When local artist Amy Bao was asked to participate in a new public art initiative in Richmond, she jumped at the opportunity. But perhaps she should have been sitting down. That’s because the commission was to paint unique artworks onto benches and picnic tables around the city.

Amy Bao’s latest creation at Fisherman’s Wharf. PHOTO CREDIT: John Lee.

The program started with a handpicked collection of B.C.-based artists and six picnic tables a couple of years ago. The idea proved so popular that many more have since been added, including six eye-catching new creations recently unveiled at Fisherman’s Wharf in Steveston. Each work is as different as the person who painted them––but Bao says artists like her often have a common reason for participating in this kind of project.

“I really appreciate public art that’s free to enjoy and accessible to all,” says Bao, who has a background as a multidisciplinary artist and designer with a penchant for interactive creations. “There’s no gatekeeping when it comes to viewing or interacting, which distinguishes it from works in a gallery. And I really love the joy it brings to people of all ages.”

Unusual Canvasses

Bao has now designed and painted two benches and one picnic table for the project. The first is located in the Public Observation Area of Richmond’s Vancouver International Airport. And the other two are on the bustling boardwalk at Fisherman’s Wharf, where they receive continual attention from selfie-snappers enjoying a sit-down art experience.

Bao’s design at the YVR Public Observation Deck. PHOTO CREDIT: Tourism Richmond.

Theme-wise, each of her creations reflects Richmond’s ocean proximity and seafaring heritage. One picnic table depicts leaping fish in a yin-yang configuration, with its seating patterned like fish scales.

Her two additional works are richly coloured sunset panoramas, complete with silhouetted ships at sea.

Bao even painted the back of her latest bench. PHOTO CREDIT: John Lee.

“The sunsets depict my awe and enamour for dramatic skies and the way nature dwarfs manmade structures,” says Bao, adding that benches can be surprisingly effective 3D canvasses. “The vertical surface of the bench back works for a typical upright view of a scene, while the horizontal seat is perfect for aerial views. To make them interesting to look at from every angle, I also extended my design over the back and legs.”

Diverse Approaches

Kwok’s cheery picnic table outside the Gulf of Georgia Cannery. PHOTO CREDIT: John Lee.

Alongside Bao’s striking creations, art fans will find lots of other cool tables and benches to track down around the city. The grassy area outside Steveston’s Gulf of Georgia Cannery National Historic Site houses several, including Laura Kwok’s picnic-themed table––complete with cheery sunflowers and smiling fruit––and Susanna Lau’s cartoon-like rainy day design, incorporating a happy cat sipping bubble tea.

Susanna Lau’s creation, bubble tea-sipping cat included. PHOTO CREDIT: John Lee.

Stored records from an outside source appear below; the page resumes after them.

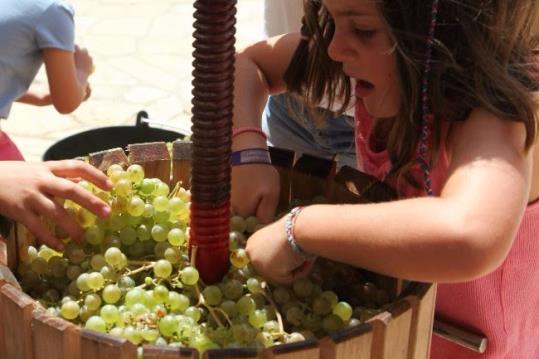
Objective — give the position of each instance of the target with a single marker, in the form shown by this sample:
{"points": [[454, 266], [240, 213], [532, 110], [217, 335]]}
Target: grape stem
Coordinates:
{"points": [[141, 269], [267, 294], [224, 314]]}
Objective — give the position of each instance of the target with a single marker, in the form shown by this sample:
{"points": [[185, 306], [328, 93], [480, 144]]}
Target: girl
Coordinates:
{"points": [[33, 32], [445, 113], [29, 191], [287, 122]]}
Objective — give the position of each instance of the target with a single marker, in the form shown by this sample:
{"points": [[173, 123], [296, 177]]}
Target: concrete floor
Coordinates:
{"points": [[142, 52]]}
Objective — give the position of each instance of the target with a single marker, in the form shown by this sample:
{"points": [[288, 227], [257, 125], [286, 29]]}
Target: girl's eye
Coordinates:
{"points": [[365, 34]]}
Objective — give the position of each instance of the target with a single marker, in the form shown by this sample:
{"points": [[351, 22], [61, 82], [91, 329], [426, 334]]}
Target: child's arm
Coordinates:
{"points": [[461, 235], [67, 74], [31, 190], [259, 72], [35, 98]]}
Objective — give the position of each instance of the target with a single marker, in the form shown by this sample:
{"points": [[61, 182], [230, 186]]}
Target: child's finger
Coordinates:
{"points": [[56, 212], [63, 188], [36, 227], [76, 168]]}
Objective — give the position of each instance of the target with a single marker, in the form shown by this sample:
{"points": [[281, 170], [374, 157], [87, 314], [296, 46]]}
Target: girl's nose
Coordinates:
{"points": [[340, 49]]}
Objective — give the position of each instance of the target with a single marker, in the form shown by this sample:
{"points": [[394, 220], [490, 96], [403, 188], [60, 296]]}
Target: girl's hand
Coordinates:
{"points": [[255, 191], [273, 258], [31, 190]]}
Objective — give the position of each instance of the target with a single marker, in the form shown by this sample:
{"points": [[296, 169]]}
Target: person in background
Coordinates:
{"points": [[446, 112], [33, 32], [30, 192], [288, 119]]}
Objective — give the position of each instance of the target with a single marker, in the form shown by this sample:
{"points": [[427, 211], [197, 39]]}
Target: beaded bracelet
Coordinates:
{"points": [[238, 131], [289, 227], [250, 156]]}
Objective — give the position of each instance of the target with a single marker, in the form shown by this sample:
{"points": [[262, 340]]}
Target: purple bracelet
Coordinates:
{"points": [[250, 156]]}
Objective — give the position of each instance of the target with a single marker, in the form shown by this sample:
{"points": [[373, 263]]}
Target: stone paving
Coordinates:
{"points": [[142, 52]]}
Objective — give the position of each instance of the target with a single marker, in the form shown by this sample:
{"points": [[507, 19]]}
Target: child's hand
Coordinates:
{"points": [[273, 258], [255, 191], [31, 190]]}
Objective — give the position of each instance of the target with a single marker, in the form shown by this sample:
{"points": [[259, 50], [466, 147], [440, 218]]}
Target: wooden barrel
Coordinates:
{"points": [[403, 331]]}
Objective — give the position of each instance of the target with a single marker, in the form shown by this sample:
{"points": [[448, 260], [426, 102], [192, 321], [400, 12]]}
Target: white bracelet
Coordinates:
{"points": [[289, 227]]}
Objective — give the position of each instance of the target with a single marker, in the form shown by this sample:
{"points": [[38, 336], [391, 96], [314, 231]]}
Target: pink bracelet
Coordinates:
{"points": [[238, 131]]}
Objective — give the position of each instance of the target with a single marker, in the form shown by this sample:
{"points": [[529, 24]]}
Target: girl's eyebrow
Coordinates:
{"points": [[340, 12]]}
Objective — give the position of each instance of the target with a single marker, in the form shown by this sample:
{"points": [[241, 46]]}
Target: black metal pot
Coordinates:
{"points": [[104, 138]]}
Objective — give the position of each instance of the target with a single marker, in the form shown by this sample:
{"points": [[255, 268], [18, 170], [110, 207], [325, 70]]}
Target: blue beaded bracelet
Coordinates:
{"points": [[250, 156], [289, 227]]}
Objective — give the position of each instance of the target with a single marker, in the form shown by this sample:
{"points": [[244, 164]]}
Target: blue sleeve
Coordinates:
{"points": [[56, 27]]}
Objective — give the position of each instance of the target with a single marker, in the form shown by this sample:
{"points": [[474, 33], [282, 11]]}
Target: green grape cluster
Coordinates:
{"points": [[132, 277]]}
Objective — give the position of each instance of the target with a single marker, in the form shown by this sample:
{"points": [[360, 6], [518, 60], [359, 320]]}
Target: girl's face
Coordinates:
{"points": [[362, 43]]}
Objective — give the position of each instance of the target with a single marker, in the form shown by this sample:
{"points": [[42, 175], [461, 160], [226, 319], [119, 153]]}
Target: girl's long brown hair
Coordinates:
{"points": [[483, 58]]}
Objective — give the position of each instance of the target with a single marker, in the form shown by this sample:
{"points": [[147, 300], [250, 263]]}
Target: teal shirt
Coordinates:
{"points": [[26, 28]]}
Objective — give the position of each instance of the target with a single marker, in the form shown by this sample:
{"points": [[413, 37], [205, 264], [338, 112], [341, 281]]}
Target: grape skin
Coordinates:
{"points": [[147, 234]]}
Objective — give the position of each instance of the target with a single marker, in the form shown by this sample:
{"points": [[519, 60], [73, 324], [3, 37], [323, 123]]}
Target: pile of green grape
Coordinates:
{"points": [[131, 276]]}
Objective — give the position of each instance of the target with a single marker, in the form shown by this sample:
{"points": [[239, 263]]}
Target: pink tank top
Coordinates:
{"points": [[503, 305]]}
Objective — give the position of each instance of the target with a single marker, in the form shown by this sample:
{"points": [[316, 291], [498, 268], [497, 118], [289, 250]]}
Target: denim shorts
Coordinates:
{"points": [[288, 125]]}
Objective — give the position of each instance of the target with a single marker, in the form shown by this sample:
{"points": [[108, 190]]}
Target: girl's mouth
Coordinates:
{"points": [[364, 88]]}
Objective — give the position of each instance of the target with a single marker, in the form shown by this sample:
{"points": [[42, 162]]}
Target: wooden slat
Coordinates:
{"points": [[379, 325], [398, 331], [368, 187], [6, 276], [355, 342], [182, 155], [104, 159], [231, 353], [104, 346], [16, 315], [154, 157], [5, 230], [307, 349], [11, 248], [463, 337], [311, 177], [422, 303], [283, 160], [3, 251], [54, 337], [164, 352]]}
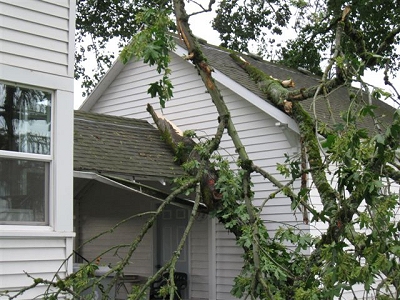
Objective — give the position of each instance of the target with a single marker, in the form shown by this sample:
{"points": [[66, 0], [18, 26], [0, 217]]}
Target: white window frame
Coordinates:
{"points": [[46, 158]]}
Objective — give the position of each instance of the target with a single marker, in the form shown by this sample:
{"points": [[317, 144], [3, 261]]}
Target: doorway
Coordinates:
{"points": [[170, 228]]}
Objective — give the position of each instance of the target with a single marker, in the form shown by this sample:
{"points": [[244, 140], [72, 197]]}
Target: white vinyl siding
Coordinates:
{"points": [[35, 35], [37, 50], [191, 108], [38, 256]]}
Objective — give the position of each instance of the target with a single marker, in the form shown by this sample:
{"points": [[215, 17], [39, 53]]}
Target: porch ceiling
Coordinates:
{"points": [[87, 179], [128, 147]]}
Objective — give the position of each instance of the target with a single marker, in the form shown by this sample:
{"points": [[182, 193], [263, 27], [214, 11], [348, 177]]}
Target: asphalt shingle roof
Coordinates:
{"points": [[115, 145], [338, 100]]}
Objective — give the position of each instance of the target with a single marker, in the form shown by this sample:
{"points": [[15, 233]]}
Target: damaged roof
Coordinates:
{"points": [[326, 111], [121, 146]]}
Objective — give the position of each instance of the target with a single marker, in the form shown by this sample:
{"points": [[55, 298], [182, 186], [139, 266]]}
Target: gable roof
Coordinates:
{"points": [[233, 76], [126, 147]]}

A short walk away, an additional Kwok creation in Town Square Park receives many admiring glances. Its table top is lusciously painted with flowers and foliage, while its seating resembles parallel piano keyboards.

Laura Kwok’s lovely design is on display at Town Square Park. PHOTO CREDIT: John Lee.

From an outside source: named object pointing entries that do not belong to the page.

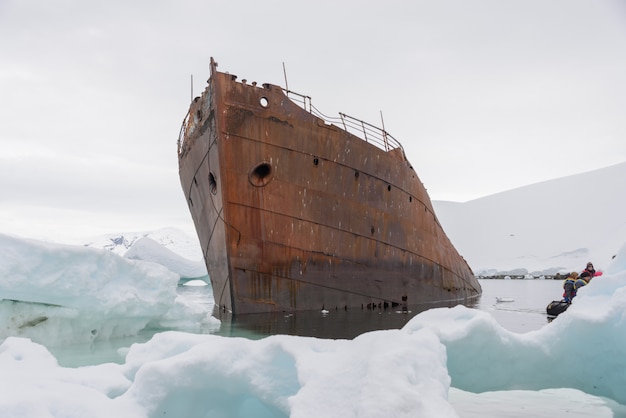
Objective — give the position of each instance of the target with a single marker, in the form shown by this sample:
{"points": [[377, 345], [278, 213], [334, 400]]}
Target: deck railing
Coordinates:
{"points": [[366, 131]]}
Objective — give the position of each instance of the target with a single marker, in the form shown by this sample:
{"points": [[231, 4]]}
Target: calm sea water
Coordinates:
{"points": [[518, 305]]}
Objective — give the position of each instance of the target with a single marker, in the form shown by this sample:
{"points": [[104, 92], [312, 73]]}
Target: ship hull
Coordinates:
{"points": [[295, 214]]}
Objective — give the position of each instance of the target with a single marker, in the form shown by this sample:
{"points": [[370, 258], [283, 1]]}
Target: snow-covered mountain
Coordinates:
{"points": [[170, 247], [556, 225], [544, 227]]}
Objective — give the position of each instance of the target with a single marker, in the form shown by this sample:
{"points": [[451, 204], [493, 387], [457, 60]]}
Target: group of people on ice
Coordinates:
{"points": [[573, 282]]}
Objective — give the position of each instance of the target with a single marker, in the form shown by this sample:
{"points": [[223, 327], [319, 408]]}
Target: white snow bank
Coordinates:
{"points": [[148, 249], [60, 294], [584, 348], [454, 362]]}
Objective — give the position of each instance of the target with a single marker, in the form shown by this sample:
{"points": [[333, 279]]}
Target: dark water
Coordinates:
{"points": [[522, 308]]}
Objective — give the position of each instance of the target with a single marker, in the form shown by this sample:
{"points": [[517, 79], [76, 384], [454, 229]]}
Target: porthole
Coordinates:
{"points": [[212, 183], [261, 174]]}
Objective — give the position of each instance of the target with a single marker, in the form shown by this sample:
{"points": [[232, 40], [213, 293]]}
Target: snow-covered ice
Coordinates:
{"points": [[456, 362], [62, 294]]}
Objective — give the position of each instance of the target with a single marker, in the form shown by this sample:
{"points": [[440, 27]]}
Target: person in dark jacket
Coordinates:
{"points": [[569, 285], [588, 273]]}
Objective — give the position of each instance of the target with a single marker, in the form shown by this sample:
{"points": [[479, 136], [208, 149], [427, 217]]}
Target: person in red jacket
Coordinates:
{"points": [[588, 273]]}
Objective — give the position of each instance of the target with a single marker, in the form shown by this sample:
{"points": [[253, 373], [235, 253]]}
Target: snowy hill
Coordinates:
{"points": [[553, 225], [170, 247], [556, 225]]}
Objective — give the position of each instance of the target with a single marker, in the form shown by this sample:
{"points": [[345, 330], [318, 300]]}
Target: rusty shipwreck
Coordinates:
{"points": [[296, 211]]}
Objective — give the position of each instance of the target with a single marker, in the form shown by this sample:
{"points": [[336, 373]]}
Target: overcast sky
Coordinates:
{"points": [[485, 96]]}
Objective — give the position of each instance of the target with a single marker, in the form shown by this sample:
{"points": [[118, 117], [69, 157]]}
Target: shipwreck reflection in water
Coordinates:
{"points": [[333, 323]]}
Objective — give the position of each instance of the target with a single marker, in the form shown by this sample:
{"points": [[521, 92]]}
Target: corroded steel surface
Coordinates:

In contrast, over at Britannia Shipyards National Historic Site, a lovely, yellow-hued bench by Emily Lau incorporates books and snoozing cats in its design.

Creative Challenges

Lau, a local artist who typically works in acrylic, has also contributed several unique creations to the project. Her most recent is a kaleidoscopically coloured bench at Fisherman’s Wharf that evokes the region’s fishing heritage. A sunny, cloud-studded sky frames fishing boats on the bench’s back, while the seat depicts glistening fish moving at lightening-quick speed through the water.

“It’s very different to paint on a bench than a canvas,” she explains. “I got to move around a lot while I was painting, which is unusual. We also had a space set up where I was painting with five other artists in a warehouse––it’s always much more fun to paint with others!”

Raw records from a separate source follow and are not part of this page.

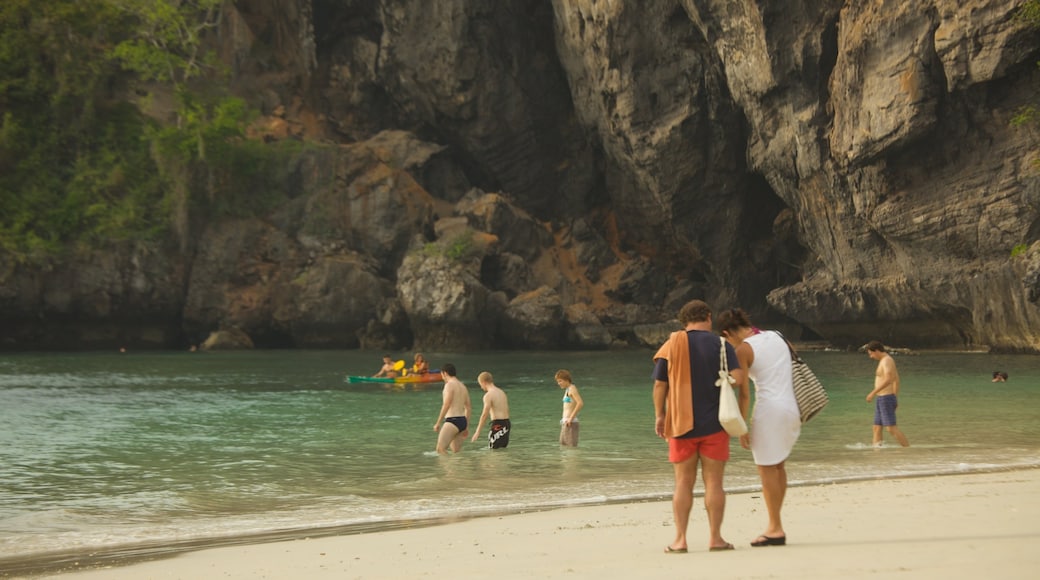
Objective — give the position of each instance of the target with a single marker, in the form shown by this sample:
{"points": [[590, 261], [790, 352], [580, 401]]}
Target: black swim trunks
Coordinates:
{"points": [[459, 422], [498, 437]]}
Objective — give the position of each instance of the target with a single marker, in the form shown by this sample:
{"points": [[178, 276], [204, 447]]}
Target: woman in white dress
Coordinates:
{"points": [[775, 422]]}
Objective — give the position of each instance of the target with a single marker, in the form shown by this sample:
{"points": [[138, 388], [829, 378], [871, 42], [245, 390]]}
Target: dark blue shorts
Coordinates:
{"points": [[884, 411]]}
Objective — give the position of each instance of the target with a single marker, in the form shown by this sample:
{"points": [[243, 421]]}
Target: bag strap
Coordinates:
{"points": [[794, 353], [724, 362]]}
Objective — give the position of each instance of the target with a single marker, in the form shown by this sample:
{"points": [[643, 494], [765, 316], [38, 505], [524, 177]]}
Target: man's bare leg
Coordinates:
{"points": [[774, 490], [682, 499], [898, 433], [715, 499]]}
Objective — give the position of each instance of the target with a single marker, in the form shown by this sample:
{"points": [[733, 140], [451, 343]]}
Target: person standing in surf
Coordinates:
{"points": [[456, 407], [572, 404], [496, 405]]}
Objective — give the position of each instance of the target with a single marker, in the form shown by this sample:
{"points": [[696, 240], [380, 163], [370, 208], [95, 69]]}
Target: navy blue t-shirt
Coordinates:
{"points": [[705, 365]]}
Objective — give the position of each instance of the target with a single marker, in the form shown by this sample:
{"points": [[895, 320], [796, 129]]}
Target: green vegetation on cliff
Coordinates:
{"points": [[81, 164]]}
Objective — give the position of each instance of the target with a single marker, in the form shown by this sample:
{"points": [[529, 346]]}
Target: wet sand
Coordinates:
{"points": [[954, 526]]}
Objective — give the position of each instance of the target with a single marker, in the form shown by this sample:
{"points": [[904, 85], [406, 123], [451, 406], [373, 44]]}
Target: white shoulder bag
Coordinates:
{"points": [[729, 409]]}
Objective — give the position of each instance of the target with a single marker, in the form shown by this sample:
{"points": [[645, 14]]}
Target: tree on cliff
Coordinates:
{"points": [[80, 162]]}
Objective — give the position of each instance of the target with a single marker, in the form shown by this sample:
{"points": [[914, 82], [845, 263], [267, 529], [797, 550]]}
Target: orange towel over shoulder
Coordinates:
{"points": [[679, 404]]}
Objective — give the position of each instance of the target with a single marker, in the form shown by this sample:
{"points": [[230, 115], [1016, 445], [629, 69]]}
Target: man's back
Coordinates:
{"points": [[459, 395]]}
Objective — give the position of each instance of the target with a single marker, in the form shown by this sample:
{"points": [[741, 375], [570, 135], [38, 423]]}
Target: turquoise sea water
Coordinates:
{"points": [[108, 453]]}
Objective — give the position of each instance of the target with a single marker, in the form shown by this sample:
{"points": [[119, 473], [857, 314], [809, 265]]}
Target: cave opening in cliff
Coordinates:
{"points": [[772, 239]]}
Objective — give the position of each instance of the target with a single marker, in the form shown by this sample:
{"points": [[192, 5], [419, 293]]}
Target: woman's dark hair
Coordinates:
{"points": [[729, 320]]}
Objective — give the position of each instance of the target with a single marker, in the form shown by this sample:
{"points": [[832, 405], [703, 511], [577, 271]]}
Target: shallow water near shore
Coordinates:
{"points": [[112, 453]]}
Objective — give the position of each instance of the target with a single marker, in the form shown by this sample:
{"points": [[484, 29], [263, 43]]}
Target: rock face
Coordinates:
{"points": [[565, 175]]}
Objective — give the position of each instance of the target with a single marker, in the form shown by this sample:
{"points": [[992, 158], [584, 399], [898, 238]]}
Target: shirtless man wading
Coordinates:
{"points": [[453, 420], [886, 387], [496, 405]]}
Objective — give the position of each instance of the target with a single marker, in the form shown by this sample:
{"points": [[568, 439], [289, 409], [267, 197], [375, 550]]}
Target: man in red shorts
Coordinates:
{"points": [[685, 401]]}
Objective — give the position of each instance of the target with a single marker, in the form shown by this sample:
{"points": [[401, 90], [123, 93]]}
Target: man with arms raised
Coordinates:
{"points": [[453, 419]]}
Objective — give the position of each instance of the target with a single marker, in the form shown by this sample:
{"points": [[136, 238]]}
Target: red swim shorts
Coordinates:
{"points": [[715, 446]]}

Lau says she aimed to trigger a specific mood with her latest bench. “I wanted to provide a calm and peaceful feeling. That’s why I picked a sunset sky as the main theme and used mainly pastel tones,” she says, adding that she really enjoys it when passers-by unexpectedly spot her work. “I love seeing people pause and take photos. After all, it’s not every day you get to touch or sit on a piece of art!”

It’s that kind of surprised, double-take delight that Amy Bao also says she enjoys with her own bench and picnic table creations. “I think these public artworks provide people a small moment of joy and intrigue as they go about their day. And I love it when people find these benches and take photos of them.”